5. Stir in pumpkin puree, walnuts, pumpkin seeds, wheat germ, graham flour, wheat flour and wholewheat flour.

6. Knead it well into dough by hand or with a hand-mixer (it must be flexible and not too sticky) and cover and set aside the dough for approx. 60 min. in a warm place to rise.

7. On a baking tray lay with baking paper, use half of the dough to form buns by using a spoon (can make about 24 buns) and the other half of the dough to form into a bread. Then cut a slit in the middle of the bread with a sharp knife.

8. Set aside for 30 min.

9. Brush the bread and buns with milk or egg white and sprinkle them with some pumpkin seeds (optional)

10. Place the tray in the middle of a pre-warmed oven and bake for 15 mins. for the buns or 45 min. for bread at 200°C in a pre-warmed oven.

1. If you are making the bread for babies, you do not have to add the salt, sugar and nuts. Normally for J, now that he is a toddler, I add nuts to it. I also normally add in raisins to give it a natural sweetness instead of sugar.

Cut the bread into slices and store them in a freezing plastic bag in the freezer. It can last for 8 weeks in the freezer. Just take a slice out and toast it in the toaster to warm it up and serve :-)

Nutritional Value:
The orange colour of pumpkin tells us that it is rich in beta-carotene, an important anti-oxidant that the body converts to vitamin A. It also contains vitamin C, potassium and calcium.

Pumpkins contain some of the best nutritional compounds ever. They are highly loaded with Vitamin A and beta carotene. Beta Carotene is one of the plant carotenoids that when eaten and digested, turns into Vitamin A in the human body. Beta Carotene may reduce the risk of cancer as well as heart disease. It also may be responsible for combating or putting off the degenerative effects of ageing.

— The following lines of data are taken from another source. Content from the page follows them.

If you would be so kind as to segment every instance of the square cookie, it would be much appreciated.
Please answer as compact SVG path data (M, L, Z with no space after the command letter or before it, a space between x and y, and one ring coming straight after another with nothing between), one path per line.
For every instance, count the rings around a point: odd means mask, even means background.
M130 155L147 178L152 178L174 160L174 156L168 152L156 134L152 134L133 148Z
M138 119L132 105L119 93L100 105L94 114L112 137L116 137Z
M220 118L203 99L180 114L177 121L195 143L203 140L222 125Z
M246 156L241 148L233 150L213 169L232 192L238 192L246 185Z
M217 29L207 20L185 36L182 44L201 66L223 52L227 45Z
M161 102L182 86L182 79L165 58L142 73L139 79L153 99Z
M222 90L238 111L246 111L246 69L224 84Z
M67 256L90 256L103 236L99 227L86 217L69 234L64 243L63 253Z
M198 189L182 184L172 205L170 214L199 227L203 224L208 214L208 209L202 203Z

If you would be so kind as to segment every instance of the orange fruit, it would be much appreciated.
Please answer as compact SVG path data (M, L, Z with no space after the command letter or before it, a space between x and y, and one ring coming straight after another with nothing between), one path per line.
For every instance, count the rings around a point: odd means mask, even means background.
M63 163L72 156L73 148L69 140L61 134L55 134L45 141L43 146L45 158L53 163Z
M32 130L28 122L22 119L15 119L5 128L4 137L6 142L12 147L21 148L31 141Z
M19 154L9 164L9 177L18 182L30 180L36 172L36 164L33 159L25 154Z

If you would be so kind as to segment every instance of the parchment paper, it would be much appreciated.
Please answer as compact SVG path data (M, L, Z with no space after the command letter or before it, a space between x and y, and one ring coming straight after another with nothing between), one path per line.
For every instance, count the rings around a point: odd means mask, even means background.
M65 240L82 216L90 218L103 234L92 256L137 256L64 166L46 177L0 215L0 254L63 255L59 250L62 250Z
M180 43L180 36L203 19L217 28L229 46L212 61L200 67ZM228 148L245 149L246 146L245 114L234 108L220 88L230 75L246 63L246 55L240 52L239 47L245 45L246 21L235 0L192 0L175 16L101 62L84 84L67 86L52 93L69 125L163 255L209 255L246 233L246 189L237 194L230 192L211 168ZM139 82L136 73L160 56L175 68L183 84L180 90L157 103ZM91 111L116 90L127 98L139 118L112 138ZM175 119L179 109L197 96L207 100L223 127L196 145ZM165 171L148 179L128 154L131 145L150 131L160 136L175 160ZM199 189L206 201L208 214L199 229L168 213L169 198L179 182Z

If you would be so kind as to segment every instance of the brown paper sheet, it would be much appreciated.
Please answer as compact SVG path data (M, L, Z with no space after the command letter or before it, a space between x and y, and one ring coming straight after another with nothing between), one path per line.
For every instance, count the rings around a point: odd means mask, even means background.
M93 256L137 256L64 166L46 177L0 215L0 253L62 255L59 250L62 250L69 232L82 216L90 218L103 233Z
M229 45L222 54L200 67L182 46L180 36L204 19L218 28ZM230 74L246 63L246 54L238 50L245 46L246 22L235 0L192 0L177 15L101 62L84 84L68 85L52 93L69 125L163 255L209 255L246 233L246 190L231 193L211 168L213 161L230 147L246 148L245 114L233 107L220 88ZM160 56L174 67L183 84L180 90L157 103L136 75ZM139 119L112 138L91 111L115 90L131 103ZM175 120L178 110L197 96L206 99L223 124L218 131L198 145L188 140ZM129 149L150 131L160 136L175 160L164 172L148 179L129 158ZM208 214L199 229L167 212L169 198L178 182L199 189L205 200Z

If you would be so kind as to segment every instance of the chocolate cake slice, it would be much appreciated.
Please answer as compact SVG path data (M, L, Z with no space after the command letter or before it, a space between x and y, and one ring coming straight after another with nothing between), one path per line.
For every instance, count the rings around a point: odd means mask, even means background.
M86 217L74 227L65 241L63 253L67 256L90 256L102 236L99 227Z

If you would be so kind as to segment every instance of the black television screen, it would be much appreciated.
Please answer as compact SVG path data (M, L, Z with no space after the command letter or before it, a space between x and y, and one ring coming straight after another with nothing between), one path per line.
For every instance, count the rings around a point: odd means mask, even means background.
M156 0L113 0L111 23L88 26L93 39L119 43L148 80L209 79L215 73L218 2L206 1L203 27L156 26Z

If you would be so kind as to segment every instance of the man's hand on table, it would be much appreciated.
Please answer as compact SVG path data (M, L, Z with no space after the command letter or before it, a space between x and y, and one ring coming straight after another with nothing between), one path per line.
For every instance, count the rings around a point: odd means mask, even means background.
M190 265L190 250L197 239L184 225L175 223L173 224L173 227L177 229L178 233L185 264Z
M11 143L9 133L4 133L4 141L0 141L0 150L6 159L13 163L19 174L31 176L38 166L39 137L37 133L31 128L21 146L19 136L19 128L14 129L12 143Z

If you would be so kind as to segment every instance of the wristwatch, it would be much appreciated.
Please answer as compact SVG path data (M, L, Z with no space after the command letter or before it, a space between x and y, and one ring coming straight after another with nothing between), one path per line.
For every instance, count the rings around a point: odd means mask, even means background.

Pumpkins are also good sources of potassium, protein, and iron. Pumpkin seeds also contain a good amount of protein and iron so eating the seeds does provide some nutritive value. We don't recommend that you offer your baby or toddler pumpkin seeds however. Pumpkins are wonderfully low in fat, low in calories but high in fiber.

Additional Information:
Pumpkin bread is a good way to use up left-over pumpkin. Daddy and J loves bread and we have some left-over baked pumpkin, so I decided to make pumpkin bread yesterday.

There are many ways of making pumpkin bread. Most of the recipes in English from the internet are more suited to be called pumpkin cakes than bread, as they call for a lot more sugar, oil and eggs in the ingredients than the Danish way of making pumpkin bread. This recipe is a Danish way of making pumpkin bread from a combination of Danish internet search engine sites. The simplest Danish recipe does not require any milk, egg or olive oil, but I have decided to add these in to increase the nutritional value for J. For young toddlers, they also need more fat than adults, thus I have decided to include olive oil. If you are allergic to milk, egg or nuts, just omit these ingredients.